Why so many Westerners, in particular, buy this line of reasoning is beyond me, but I think it stems from a well-meaning, but in this particular case misguided, desire to seem respectful of other cultures. When of course it just means agreeing with Chinese political propaganda and not being respectful at all of Taiwanese culture and identity. When it comes from people who do identify as Chinese, it reeks of trying to force an identity on another group, just because you want them to be a certain way - without caring whether or not they agree. This may be well-meaning (I know a wonderful Chinese person who had to be convinced, after many conversations, that nobody but the Taiwanese can decide what the Taiwanese are) or it may be politically motivated - the only real difference is that the former group can often be convinced.

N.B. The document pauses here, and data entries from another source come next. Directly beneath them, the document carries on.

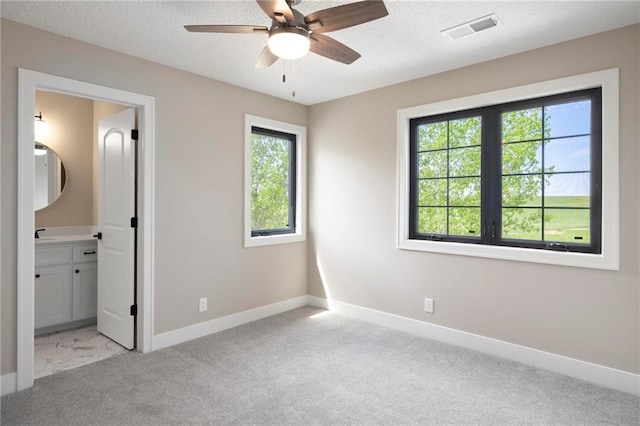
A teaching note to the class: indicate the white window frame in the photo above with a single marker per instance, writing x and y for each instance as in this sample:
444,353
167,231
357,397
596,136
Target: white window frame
608,80
300,233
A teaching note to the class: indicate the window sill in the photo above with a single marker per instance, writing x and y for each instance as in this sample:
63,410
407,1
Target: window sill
269,240
580,260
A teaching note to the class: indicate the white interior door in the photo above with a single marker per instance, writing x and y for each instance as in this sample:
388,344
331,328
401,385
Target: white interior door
116,207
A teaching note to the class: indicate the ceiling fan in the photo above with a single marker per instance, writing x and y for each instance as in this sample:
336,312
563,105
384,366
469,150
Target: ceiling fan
292,35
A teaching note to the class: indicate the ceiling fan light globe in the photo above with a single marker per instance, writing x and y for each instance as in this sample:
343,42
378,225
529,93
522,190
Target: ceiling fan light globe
289,43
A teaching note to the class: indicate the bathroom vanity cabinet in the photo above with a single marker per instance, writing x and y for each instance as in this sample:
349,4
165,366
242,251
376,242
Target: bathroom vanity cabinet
66,284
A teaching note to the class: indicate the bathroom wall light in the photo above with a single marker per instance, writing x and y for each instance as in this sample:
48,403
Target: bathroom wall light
41,127
40,150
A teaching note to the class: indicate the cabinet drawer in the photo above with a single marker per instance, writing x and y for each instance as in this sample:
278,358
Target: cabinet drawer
85,253
53,255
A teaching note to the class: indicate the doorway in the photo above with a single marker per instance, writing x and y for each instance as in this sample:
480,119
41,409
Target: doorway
29,83
70,200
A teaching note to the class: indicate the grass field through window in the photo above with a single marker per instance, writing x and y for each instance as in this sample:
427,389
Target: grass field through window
570,223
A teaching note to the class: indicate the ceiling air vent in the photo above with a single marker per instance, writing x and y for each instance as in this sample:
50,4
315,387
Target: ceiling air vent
472,27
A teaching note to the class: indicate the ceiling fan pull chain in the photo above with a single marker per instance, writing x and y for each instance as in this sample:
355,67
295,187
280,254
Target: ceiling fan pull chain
293,75
284,72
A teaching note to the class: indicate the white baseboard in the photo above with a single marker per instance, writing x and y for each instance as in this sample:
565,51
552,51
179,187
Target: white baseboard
589,372
202,329
9,384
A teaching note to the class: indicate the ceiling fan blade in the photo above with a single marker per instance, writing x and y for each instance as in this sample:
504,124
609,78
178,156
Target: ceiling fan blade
226,29
332,49
266,58
348,15
276,8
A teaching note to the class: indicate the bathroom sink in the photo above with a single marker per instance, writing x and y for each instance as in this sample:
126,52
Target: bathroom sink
42,239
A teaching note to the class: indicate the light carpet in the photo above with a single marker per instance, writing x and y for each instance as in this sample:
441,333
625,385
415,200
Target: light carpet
313,367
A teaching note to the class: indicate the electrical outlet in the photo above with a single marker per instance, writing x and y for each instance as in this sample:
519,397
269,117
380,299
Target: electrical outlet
428,305
203,304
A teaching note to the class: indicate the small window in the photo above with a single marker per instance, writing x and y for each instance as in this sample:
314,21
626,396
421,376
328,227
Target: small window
274,182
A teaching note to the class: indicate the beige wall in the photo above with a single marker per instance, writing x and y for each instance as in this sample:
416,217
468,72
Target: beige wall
198,171
591,315
70,135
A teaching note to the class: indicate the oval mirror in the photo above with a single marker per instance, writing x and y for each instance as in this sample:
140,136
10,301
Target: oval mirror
50,176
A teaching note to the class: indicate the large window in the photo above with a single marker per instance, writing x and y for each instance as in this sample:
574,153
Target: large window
274,182
524,174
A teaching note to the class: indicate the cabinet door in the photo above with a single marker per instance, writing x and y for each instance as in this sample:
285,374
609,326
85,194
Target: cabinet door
85,290
52,295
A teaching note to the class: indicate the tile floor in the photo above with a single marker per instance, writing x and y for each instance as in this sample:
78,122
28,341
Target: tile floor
69,349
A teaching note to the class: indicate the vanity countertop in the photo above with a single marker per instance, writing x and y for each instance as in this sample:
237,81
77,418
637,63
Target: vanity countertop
48,240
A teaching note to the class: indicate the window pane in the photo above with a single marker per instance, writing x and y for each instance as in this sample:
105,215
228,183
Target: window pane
568,119
567,155
464,221
464,192
432,192
432,220
465,132
522,125
522,224
464,162
270,160
432,136
567,225
521,191
567,185
523,157
432,164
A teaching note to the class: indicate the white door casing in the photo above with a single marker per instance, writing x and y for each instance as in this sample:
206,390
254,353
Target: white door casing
116,207
28,83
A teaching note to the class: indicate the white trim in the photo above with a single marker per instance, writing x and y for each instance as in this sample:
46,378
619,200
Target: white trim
28,83
594,373
609,259
202,329
8,384
301,181
318,302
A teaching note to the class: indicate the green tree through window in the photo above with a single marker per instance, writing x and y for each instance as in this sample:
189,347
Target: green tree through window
522,174
272,182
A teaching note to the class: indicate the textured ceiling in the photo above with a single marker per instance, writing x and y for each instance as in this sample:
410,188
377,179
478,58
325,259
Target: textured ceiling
405,45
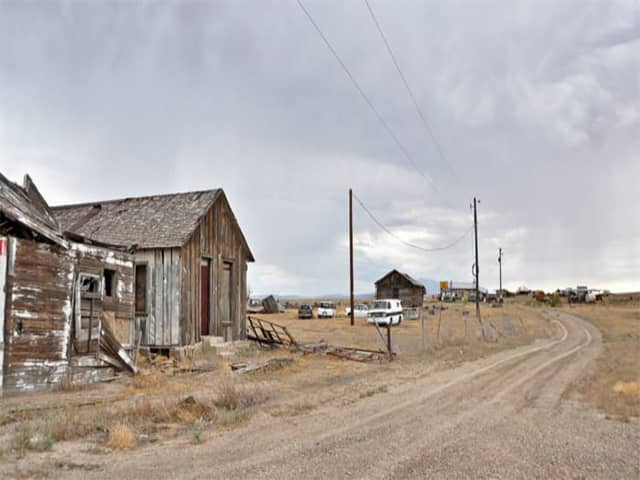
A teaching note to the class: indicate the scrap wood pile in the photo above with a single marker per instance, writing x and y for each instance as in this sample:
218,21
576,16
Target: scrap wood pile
349,353
271,334
112,352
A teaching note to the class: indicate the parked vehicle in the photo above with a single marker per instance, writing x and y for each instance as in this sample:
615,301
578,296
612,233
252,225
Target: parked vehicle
448,296
305,311
385,312
326,310
360,310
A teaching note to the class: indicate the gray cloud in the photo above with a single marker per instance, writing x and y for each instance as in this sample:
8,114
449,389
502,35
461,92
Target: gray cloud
536,105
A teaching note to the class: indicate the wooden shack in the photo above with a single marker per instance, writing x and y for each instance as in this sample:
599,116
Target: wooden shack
190,261
58,297
399,285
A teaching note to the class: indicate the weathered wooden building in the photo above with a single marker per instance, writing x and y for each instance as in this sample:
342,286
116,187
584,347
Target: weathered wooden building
191,261
58,297
399,285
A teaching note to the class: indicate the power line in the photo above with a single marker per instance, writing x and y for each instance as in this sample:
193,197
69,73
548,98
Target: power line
408,244
364,96
408,88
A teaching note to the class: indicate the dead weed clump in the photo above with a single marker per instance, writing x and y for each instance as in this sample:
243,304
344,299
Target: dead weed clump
41,433
184,411
122,437
231,396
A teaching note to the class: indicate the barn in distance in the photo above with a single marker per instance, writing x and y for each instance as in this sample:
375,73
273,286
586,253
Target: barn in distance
190,262
399,285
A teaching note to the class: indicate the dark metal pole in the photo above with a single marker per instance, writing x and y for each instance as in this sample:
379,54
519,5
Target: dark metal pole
351,253
476,266
389,340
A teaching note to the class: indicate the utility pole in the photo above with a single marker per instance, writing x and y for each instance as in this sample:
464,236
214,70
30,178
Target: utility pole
352,313
476,267
500,267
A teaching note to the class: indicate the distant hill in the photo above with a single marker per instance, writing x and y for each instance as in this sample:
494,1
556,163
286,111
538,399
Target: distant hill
432,286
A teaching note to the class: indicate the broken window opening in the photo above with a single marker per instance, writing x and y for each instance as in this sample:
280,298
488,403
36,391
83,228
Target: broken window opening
109,282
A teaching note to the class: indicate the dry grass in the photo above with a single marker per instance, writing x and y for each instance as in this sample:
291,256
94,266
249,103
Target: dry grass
613,384
231,418
448,332
373,391
122,437
234,396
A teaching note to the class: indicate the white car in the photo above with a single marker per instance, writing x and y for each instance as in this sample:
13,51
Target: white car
385,312
359,311
326,310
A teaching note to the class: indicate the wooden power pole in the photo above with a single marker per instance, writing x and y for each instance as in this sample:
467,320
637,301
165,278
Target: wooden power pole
476,267
500,268
352,313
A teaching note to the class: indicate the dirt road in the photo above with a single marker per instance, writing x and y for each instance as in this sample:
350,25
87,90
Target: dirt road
500,417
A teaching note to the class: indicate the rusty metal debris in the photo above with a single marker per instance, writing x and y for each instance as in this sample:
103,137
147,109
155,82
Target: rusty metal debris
270,334
253,366
273,335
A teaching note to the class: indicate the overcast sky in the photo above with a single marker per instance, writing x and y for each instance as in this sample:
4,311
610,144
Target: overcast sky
536,105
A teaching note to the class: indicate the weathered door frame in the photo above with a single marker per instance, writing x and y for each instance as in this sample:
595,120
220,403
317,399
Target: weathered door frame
231,294
141,319
4,261
77,317
206,261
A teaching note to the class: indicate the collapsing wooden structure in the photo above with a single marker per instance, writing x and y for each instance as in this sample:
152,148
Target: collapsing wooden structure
190,262
402,286
58,295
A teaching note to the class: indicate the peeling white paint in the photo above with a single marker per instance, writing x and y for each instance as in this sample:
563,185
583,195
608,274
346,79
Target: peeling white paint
107,256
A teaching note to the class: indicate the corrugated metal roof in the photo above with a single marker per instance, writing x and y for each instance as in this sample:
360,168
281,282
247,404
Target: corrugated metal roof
157,221
408,277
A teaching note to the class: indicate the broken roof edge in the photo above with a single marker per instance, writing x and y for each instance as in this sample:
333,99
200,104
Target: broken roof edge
29,219
220,194
77,238
124,199
406,276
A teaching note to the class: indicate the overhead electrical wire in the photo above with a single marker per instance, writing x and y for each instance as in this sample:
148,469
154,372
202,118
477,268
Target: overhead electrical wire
367,100
409,91
409,244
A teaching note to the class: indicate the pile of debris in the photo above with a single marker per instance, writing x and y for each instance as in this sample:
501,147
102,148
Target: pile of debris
270,335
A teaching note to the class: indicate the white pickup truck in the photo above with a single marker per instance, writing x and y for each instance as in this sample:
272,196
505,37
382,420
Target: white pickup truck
360,310
385,312
326,310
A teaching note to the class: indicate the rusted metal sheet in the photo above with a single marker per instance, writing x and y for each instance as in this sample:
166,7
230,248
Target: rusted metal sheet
268,333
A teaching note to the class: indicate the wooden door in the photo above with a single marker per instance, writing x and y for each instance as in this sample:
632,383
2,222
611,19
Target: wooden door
205,297
88,313
3,278
225,296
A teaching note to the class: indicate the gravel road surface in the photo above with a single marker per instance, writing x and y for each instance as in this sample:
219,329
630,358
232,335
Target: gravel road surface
500,417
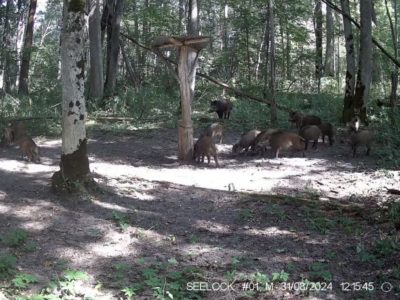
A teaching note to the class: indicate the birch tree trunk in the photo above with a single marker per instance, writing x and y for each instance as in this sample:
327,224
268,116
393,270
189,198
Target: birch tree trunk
113,34
193,28
74,166
329,50
365,62
394,74
7,48
350,64
96,80
26,50
318,43
272,61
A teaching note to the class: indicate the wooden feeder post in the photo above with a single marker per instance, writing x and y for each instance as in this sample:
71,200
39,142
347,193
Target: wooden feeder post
186,73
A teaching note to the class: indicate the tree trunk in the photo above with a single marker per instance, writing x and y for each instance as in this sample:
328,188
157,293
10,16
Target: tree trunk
7,48
113,33
329,51
394,74
318,43
193,28
185,138
350,65
74,166
26,50
272,62
96,80
365,62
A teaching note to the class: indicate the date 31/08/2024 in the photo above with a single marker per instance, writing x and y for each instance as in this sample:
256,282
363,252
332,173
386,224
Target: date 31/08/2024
312,286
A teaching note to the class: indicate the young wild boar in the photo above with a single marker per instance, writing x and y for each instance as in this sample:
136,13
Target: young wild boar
354,124
246,140
284,141
28,148
214,130
328,130
310,133
262,140
222,108
205,147
302,120
361,138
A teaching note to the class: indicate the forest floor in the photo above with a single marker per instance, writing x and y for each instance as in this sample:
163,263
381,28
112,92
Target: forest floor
255,228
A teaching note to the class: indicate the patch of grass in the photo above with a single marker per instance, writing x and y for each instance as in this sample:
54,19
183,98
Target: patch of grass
394,214
22,281
7,265
14,238
121,220
165,281
364,255
120,272
246,214
275,210
30,246
320,272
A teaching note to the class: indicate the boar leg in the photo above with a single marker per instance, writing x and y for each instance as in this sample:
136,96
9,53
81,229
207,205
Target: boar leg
216,161
368,149
315,145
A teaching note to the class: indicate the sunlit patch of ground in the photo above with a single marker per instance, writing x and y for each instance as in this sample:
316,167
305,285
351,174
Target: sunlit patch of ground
193,214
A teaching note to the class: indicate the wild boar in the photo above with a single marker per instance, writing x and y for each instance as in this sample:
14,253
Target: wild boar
262,140
246,140
205,147
310,133
214,130
327,129
286,140
302,120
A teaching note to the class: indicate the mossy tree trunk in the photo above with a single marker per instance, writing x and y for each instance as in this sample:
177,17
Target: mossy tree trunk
74,165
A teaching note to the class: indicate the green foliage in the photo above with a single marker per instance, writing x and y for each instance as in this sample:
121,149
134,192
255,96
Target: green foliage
386,247
14,238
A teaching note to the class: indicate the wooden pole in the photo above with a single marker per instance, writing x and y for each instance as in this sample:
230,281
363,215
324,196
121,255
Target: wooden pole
185,125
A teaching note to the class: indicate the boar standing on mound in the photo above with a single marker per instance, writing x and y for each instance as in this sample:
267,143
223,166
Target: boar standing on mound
28,148
286,140
310,133
222,108
302,120
246,140
214,130
328,130
205,147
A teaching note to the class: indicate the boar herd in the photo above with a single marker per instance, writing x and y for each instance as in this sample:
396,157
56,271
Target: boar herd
16,133
309,129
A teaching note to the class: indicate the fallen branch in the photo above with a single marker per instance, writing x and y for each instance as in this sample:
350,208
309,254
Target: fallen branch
215,81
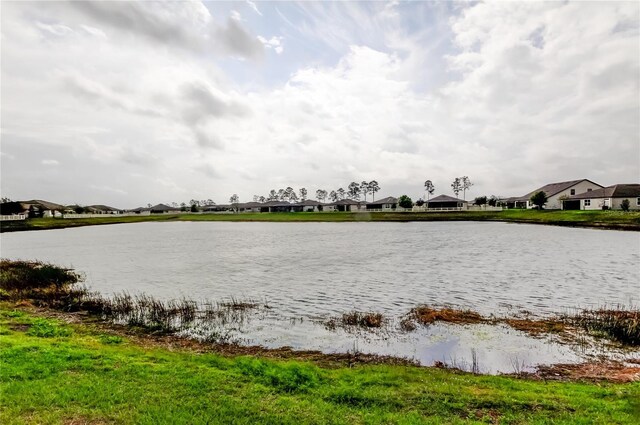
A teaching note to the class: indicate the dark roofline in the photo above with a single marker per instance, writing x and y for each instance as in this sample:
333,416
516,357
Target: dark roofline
615,191
568,183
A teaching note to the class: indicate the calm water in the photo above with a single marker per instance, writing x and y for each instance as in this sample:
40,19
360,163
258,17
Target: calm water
312,271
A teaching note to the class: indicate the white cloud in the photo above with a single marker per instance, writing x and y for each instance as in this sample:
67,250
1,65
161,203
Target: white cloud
534,93
274,43
253,6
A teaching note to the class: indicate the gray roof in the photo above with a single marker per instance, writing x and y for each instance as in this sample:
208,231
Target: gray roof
163,207
445,198
308,203
43,204
103,208
615,191
553,189
387,200
345,202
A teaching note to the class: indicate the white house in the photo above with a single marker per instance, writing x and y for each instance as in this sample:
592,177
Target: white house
555,192
610,197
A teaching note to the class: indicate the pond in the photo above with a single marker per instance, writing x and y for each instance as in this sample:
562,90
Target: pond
309,272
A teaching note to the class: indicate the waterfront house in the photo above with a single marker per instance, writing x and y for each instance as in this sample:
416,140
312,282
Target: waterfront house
556,192
344,205
307,205
446,202
609,197
163,209
384,204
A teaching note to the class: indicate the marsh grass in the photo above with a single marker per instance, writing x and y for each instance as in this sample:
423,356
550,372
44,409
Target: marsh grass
616,324
357,319
426,315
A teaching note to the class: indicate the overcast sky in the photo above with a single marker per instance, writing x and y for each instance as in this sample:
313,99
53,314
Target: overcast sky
133,103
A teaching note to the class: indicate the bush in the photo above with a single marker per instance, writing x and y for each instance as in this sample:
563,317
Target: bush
480,200
539,199
27,275
405,202
625,205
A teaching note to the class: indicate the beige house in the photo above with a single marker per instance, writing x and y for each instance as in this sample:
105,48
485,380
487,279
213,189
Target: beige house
610,197
556,193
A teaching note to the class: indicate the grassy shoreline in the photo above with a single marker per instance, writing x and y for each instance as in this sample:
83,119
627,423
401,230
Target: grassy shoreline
61,363
615,220
59,372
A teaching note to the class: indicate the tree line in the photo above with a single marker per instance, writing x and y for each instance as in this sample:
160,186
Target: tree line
354,191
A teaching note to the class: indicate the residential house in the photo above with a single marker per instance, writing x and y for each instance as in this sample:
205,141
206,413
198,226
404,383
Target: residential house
163,209
609,197
556,193
308,205
446,202
345,205
385,204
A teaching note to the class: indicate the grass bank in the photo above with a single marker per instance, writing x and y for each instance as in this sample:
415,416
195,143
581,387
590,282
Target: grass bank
596,219
57,372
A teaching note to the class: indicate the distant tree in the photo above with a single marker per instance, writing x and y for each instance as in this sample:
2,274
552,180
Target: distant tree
456,186
287,193
405,202
429,188
234,201
364,189
373,188
466,185
353,190
480,200
539,199
321,195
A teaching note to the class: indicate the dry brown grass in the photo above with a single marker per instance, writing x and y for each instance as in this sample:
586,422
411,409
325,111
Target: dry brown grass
427,315
357,319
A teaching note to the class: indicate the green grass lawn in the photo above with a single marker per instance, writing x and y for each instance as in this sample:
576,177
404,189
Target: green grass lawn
603,219
53,372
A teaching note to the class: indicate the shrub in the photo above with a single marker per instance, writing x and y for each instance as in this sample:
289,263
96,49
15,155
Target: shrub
28,275
539,199
625,205
405,202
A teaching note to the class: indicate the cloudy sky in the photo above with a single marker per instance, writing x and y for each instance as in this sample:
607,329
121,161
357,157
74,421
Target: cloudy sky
134,103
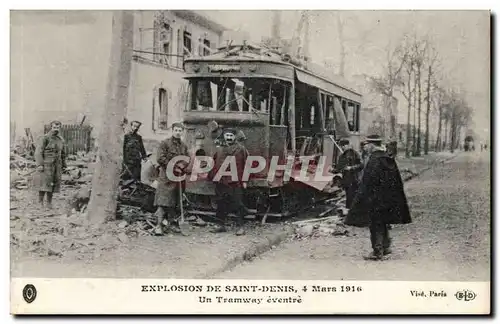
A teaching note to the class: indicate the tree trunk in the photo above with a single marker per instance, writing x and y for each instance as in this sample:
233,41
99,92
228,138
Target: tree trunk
452,132
103,201
414,150
340,28
419,113
445,142
428,112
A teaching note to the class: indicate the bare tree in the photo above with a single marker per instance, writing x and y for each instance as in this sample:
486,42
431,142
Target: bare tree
419,48
439,101
103,200
388,83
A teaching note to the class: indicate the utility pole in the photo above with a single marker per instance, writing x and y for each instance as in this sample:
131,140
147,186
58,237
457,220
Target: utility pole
103,200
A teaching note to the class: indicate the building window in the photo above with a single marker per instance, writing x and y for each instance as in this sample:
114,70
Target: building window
160,115
165,43
206,47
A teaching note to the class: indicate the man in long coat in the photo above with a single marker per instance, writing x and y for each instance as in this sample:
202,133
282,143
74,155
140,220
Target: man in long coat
167,193
350,165
50,158
229,190
133,153
380,200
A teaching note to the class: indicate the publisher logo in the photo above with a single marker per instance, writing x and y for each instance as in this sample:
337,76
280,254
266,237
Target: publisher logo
465,295
29,293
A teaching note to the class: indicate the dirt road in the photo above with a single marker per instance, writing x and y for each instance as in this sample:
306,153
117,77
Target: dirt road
449,238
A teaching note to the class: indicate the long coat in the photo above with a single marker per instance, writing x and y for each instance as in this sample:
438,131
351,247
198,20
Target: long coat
50,154
167,190
381,194
133,153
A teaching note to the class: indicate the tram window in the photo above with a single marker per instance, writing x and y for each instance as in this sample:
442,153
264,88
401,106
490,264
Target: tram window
357,120
344,107
351,116
239,95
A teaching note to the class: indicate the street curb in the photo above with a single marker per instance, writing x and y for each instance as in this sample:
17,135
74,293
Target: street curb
275,240
252,252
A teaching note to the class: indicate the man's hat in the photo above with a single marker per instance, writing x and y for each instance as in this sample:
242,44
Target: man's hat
373,139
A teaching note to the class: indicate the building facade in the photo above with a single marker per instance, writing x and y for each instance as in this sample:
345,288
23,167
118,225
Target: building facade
162,39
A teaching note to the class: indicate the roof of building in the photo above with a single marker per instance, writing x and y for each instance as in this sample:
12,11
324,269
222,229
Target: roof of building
200,20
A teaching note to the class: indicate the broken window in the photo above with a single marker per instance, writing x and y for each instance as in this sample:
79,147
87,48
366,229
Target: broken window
188,49
241,95
351,116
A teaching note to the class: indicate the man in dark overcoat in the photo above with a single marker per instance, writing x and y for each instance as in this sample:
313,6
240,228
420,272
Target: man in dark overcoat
50,158
167,193
350,165
133,153
380,200
228,189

Or, in a sentence: if Taiwanese decide they are not Chinese - and generally, most identify as Taiwanese - then "what it means to be Chinese" is not relevant to Taiwan,  because Taiwan isn't Chinese.

Even if Taiwanese decide they are Chinese, they still get to define what that means to them. No outside entity can force their own definitions on Taiwan. 


Anonymous said...

"In modern liberal thought, it is taken as a given that people can choose to identify how they like..."

You do realize that some people identify as space aliens, or My Little Pony characters? Of course we have to distinguish between one's right to self-identify as whatever, and one's right to have this identity accepted by others. The right to self-identify also entails the right to exclude others, so if I say that I am an Eskimo, Eskimos should have the right to laugh at me.

Are there any "bad" identities that can be legitimately banned? For instance, suppose someone identifies as a member of the Aryan Race. In time, we may come to consider a "Chinese" identity equally toxic.

Jenna Lynn Cody said...

Well, no - frankly, I'm not talking about individuals who want to be space aliens or pretend they are Eskimo when they aren't (or white guys pretending to be indigenous Taiwanese when they aren't...), I'm talking about a collective majority decision among Taiwanese that their identity is primarily Taiwanese. It's well over the safe side of this line, Taiwan deciding that it is not Chinese (or at least not primarily Chinese), with a few hold-outs who are honestly so far removed from the zeitgeist that they aren't really key to the conversation.

I don't think anyone can reasonably argue that Westerners have the "right" to deny Taiwan its identity. When it comes to individuals we retain the right to take someone's identity seriously or not (I don't even think it's a matter of accepting or rejecting - it's all about social consequences. A white lady can run around insisting she is Black and while she can't beheld criminally accountable for that, she has earned the social consequence of the Black community not taking her seriously. This is about right, as consequences go.) But come on, we can't do that for an entire island nation.

I can't get on board with banning an identity - it's a step to far, akin to banning a book, even a horrible book. Natural social consequences are enough.